Database Indexing with B-Tree, Hash, and GIN

Introduction

When a user complains that a search takes 30 seconds instead of 30 milliseconds, the root cause is almost always the same: a missing or incorrect index. Database indexes are the single most powerful tool for query performance optimization, yet many developers treat them as a black box—create an index, hope for the best, and move on. The reality is that understanding how different index types work internally is the key to choosing the right one for each query pattern.

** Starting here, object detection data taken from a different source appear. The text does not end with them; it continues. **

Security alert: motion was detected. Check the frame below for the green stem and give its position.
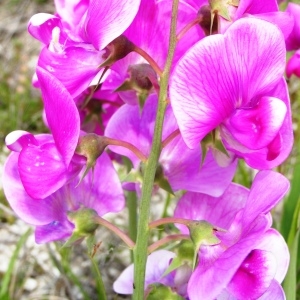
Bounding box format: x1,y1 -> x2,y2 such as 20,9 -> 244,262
89,255 -> 107,300
133,0 -> 179,300
127,192 -> 137,262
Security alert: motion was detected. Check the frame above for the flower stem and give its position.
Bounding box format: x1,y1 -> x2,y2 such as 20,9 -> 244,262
177,17 -> 202,41
148,234 -> 191,254
133,0 -> 179,300
89,255 -> 107,300
95,216 -> 135,249
162,129 -> 180,148
126,191 -> 137,262
103,136 -> 147,162
134,45 -> 162,77
149,218 -> 192,229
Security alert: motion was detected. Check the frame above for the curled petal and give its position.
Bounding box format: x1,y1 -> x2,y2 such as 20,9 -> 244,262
18,143 -> 82,199
5,130 -> 39,152
227,97 -> 287,150
28,13 -> 62,45
37,67 -> 80,166
227,250 -> 276,299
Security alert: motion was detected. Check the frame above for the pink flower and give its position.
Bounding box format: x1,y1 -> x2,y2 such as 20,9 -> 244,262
170,18 -> 293,169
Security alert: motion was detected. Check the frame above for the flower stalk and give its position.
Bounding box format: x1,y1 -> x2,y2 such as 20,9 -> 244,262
133,0 -> 179,300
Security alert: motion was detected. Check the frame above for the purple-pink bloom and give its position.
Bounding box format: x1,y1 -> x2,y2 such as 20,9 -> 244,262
174,171 -> 289,299
6,67 -> 85,199
170,18 -> 293,169
2,153 -> 125,243
105,94 -> 236,196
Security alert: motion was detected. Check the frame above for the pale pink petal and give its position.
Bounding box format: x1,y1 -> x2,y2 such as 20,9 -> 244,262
37,67 -> 80,166
2,153 -> 53,225
174,183 -> 249,234
5,130 -> 39,152
257,280 -> 286,300
28,13 -> 62,45
113,250 -> 176,295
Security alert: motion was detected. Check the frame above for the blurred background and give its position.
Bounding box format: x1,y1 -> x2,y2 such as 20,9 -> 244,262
0,0 -> 300,300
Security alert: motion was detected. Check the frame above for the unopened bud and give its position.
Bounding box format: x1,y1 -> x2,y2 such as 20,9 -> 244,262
188,221 -> 225,269
68,207 -> 98,236
63,207 -> 98,247
75,133 -> 108,184
100,35 -> 134,67
198,5 -> 218,35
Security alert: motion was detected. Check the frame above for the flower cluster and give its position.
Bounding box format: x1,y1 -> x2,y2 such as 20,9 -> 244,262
3,0 -> 300,300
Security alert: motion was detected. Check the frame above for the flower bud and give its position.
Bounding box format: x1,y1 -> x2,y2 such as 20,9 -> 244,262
198,5 -> 218,35
75,133 -> 108,185
100,35 -> 134,67
67,207 -> 98,236
188,221 -> 224,269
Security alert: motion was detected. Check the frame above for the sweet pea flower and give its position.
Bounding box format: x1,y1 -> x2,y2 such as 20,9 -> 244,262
174,171 -> 289,299
105,94 -> 237,196
170,18 -> 293,169
5,67 -> 85,199
114,171 -> 289,300
2,153 -> 125,243
28,0 -> 140,97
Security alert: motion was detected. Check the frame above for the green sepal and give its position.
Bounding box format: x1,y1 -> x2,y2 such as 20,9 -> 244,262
214,139 -> 230,158
156,176 -> 175,195
209,0 -> 231,21
188,221 -> 224,269
146,284 -> 184,300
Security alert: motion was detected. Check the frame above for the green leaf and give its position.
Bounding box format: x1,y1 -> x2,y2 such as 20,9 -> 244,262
0,228 -> 31,299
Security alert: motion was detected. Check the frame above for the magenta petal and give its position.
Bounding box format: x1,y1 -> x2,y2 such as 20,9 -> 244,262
286,50 -> 300,77
285,2 -> 300,51
105,104 -> 143,167
236,0 -> 278,17
38,44 -> 103,97
18,143 -> 81,199
67,153 -> 125,216
242,171 -> 290,227
174,183 -> 249,234
227,250 -> 276,299
2,153 -> 57,225
188,216 -> 269,300
82,0 -> 140,50
257,280 -> 286,300
170,18 -> 285,148
5,130 -> 39,152
228,97 -> 287,150
35,220 -> 74,244
159,141 -> 237,197
257,228 -> 290,283
37,67 -> 80,166
28,13 -> 62,45
113,250 -> 176,295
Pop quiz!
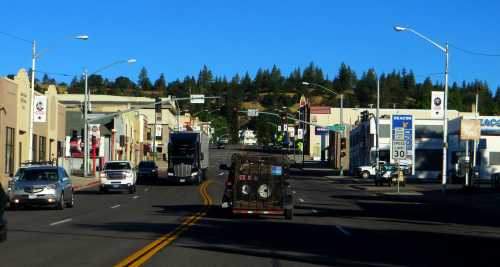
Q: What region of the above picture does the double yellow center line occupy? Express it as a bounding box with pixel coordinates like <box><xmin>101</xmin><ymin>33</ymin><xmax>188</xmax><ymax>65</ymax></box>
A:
<box><xmin>115</xmin><ymin>180</ymin><xmax>212</xmax><ymax>267</ymax></box>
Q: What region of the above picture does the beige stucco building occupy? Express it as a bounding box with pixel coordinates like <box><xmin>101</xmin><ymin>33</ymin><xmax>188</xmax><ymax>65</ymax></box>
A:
<box><xmin>0</xmin><ymin>69</ymin><xmax>65</xmax><ymax>189</ymax></box>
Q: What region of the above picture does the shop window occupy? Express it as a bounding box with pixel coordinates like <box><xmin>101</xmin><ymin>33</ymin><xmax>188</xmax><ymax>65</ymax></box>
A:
<box><xmin>490</xmin><ymin>152</ymin><xmax>500</xmax><ymax>165</ymax></box>
<box><xmin>5</xmin><ymin>127</ymin><xmax>14</xmax><ymax>174</ymax></box>
<box><xmin>38</xmin><ymin>136</ymin><xmax>47</xmax><ymax>161</ymax></box>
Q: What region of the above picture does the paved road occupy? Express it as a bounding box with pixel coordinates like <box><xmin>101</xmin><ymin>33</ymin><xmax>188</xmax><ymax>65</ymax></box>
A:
<box><xmin>0</xmin><ymin>150</ymin><xmax>500</xmax><ymax>267</ymax></box>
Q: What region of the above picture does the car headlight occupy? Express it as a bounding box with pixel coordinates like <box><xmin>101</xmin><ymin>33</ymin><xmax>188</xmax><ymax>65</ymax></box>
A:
<box><xmin>45</xmin><ymin>184</ymin><xmax>57</xmax><ymax>190</ymax></box>
<box><xmin>241</xmin><ymin>184</ymin><xmax>250</xmax><ymax>195</ymax></box>
<box><xmin>257</xmin><ymin>184</ymin><xmax>271</xmax><ymax>198</ymax></box>
<box><xmin>12</xmin><ymin>183</ymin><xmax>23</xmax><ymax>191</ymax></box>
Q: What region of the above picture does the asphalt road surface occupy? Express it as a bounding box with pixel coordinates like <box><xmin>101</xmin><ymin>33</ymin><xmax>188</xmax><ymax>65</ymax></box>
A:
<box><xmin>0</xmin><ymin>150</ymin><xmax>500</xmax><ymax>267</ymax></box>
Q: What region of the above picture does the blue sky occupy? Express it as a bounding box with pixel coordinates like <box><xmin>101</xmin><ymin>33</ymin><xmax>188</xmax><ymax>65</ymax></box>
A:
<box><xmin>0</xmin><ymin>0</ymin><xmax>500</xmax><ymax>89</ymax></box>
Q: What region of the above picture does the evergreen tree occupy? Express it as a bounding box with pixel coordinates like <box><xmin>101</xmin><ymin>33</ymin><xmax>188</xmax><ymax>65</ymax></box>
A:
<box><xmin>154</xmin><ymin>73</ymin><xmax>167</xmax><ymax>95</ymax></box>
<box><xmin>139</xmin><ymin>67</ymin><xmax>153</xmax><ymax>91</ymax></box>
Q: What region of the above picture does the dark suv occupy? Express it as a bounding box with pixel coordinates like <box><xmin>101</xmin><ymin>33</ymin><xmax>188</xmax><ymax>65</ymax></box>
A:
<box><xmin>137</xmin><ymin>160</ymin><xmax>158</xmax><ymax>182</ymax></box>
<box><xmin>0</xmin><ymin>182</ymin><xmax>7</xmax><ymax>242</ymax></box>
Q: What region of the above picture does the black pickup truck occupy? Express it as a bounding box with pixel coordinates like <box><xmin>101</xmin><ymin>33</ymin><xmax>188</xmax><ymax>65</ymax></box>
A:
<box><xmin>0</xmin><ymin>185</ymin><xmax>8</xmax><ymax>242</ymax></box>
<box><xmin>220</xmin><ymin>154</ymin><xmax>293</xmax><ymax>220</ymax></box>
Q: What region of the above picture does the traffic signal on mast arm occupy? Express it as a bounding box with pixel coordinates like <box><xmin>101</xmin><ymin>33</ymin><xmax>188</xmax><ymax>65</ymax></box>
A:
<box><xmin>155</xmin><ymin>96</ymin><xmax>161</xmax><ymax>113</ymax></box>
<box><xmin>340</xmin><ymin>137</ymin><xmax>347</xmax><ymax>150</ymax></box>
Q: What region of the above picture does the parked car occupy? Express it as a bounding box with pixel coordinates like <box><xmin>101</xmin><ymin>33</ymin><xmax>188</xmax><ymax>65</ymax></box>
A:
<box><xmin>10</xmin><ymin>165</ymin><xmax>75</xmax><ymax>209</ymax></box>
<box><xmin>0</xmin><ymin>182</ymin><xmax>8</xmax><ymax>242</ymax></box>
<box><xmin>137</xmin><ymin>160</ymin><xmax>158</xmax><ymax>182</ymax></box>
<box><xmin>375</xmin><ymin>164</ymin><xmax>406</xmax><ymax>186</ymax></box>
<box><xmin>491</xmin><ymin>172</ymin><xmax>500</xmax><ymax>190</ymax></box>
<box><xmin>356</xmin><ymin>161</ymin><xmax>386</xmax><ymax>179</ymax></box>
<box><xmin>99</xmin><ymin>160</ymin><xmax>137</xmax><ymax>194</ymax></box>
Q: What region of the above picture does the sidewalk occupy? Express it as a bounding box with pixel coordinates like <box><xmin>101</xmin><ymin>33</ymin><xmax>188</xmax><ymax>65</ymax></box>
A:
<box><xmin>69</xmin><ymin>175</ymin><xmax>101</xmax><ymax>191</ymax></box>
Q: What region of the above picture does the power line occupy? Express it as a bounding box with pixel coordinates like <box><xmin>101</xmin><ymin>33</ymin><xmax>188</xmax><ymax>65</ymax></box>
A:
<box><xmin>449</xmin><ymin>44</ymin><xmax>500</xmax><ymax>57</ymax></box>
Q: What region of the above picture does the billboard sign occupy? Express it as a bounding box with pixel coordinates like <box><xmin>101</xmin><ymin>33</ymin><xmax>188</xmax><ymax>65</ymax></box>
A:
<box><xmin>247</xmin><ymin>109</ymin><xmax>259</xmax><ymax>117</ymax></box>
<box><xmin>155</xmin><ymin>124</ymin><xmax>163</xmax><ymax>137</ymax></box>
<box><xmin>391</xmin><ymin>115</ymin><xmax>415</xmax><ymax>172</ymax></box>
<box><xmin>33</xmin><ymin>95</ymin><xmax>47</xmax><ymax>122</ymax></box>
<box><xmin>88</xmin><ymin>124</ymin><xmax>101</xmax><ymax>139</ymax></box>
<box><xmin>431</xmin><ymin>91</ymin><xmax>444</xmax><ymax>119</ymax></box>
<box><xmin>190</xmin><ymin>95</ymin><xmax>205</xmax><ymax>104</ymax></box>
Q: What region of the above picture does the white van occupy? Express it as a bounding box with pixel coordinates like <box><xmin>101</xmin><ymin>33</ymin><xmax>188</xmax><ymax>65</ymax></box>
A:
<box><xmin>99</xmin><ymin>161</ymin><xmax>137</xmax><ymax>194</ymax></box>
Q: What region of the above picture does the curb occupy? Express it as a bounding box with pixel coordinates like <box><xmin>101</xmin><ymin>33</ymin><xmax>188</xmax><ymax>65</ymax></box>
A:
<box><xmin>73</xmin><ymin>181</ymin><xmax>101</xmax><ymax>191</ymax></box>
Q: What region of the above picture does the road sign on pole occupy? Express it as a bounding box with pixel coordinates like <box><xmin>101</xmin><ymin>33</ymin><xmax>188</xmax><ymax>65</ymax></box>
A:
<box><xmin>247</xmin><ymin>109</ymin><xmax>259</xmax><ymax>117</ymax></box>
<box><xmin>190</xmin><ymin>95</ymin><xmax>205</xmax><ymax>104</ymax></box>
<box><xmin>297</xmin><ymin>129</ymin><xmax>304</xmax><ymax>139</ymax></box>
<box><xmin>391</xmin><ymin>115</ymin><xmax>415</xmax><ymax>173</ymax></box>
<box><xmin>326</xmin><ymin>124</ymin><xmax>345</xmax><ymax>132</ymax></box>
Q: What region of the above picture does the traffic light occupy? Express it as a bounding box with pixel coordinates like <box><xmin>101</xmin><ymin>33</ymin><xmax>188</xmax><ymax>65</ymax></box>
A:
<box><xmin>340</xmin><ymin>137</ymin><xmax>347</xmax><ymax>150</ymax></box>
<box><xmin>155</xmin><ymin>96</ymin><xmax>161</xmax><ymax>113</ymax></box>
<box><xmin>120</xmin><ymin>135</ymin><xmax>125</xmax><ymax>147</ymax></box>
<box><xmin>361</xmin><ymin>110</ymin><xmax>369</xmax><ymax>121</ymax></box>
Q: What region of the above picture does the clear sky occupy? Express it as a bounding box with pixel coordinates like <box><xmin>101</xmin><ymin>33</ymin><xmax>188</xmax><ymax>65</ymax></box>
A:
<box><xmin>0</xmin><ymin>0</ymin><xmax>500</xmax><ymax>89</ymax></box>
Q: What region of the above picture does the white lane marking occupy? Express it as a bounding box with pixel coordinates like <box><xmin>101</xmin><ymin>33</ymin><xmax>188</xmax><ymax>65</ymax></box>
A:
<box><xmin>50</xmin><ymin>218</ymin><xmax>73</xmax><ymax>226</ymax></box>
<box><xmin>336</xmin><ymin>225</ymin><xmax>351</xmax><ymax>236</ymax></box>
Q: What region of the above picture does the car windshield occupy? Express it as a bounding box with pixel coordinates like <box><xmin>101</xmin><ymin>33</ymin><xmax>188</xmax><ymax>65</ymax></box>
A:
<box><xmin>104</xmin><ymin>162</ymin><xmax>132</xmax><ymax>170</ymax></box>
<box><xmin>14</xmin><ymin>168</ymin><xmax>24</xmax><ymax>177</ymax></box>
<box><xmin>139</xmin><ymin>161</ymin><xmax>155</xmax><ymax>168</ymax></box>
<box><xmin>19</xmin><ymin>169</ymin><xmax>57</xmax><ymax>181</ymax></box>
<box><xmin>171</xmin><ymin>145</ymin><xmax>195</xmax><ymax>161</ymax></box>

PostgreSQL offers several index types, each optimized for different access patterns. B-tree indexes handle range queries, sorting, and equality with balanced performance. Hash indexes provide the fastest possible equality lookups at the cost of flexibility. GIN (Generalized Inverted Index) enables searching within composite values like JSONB documents, arrays, and full-text vectors. This guide teaches you how each type works under the hood, when to use each one, and how to verify your indexes are working correctly using EXPLAIN ANALYZE.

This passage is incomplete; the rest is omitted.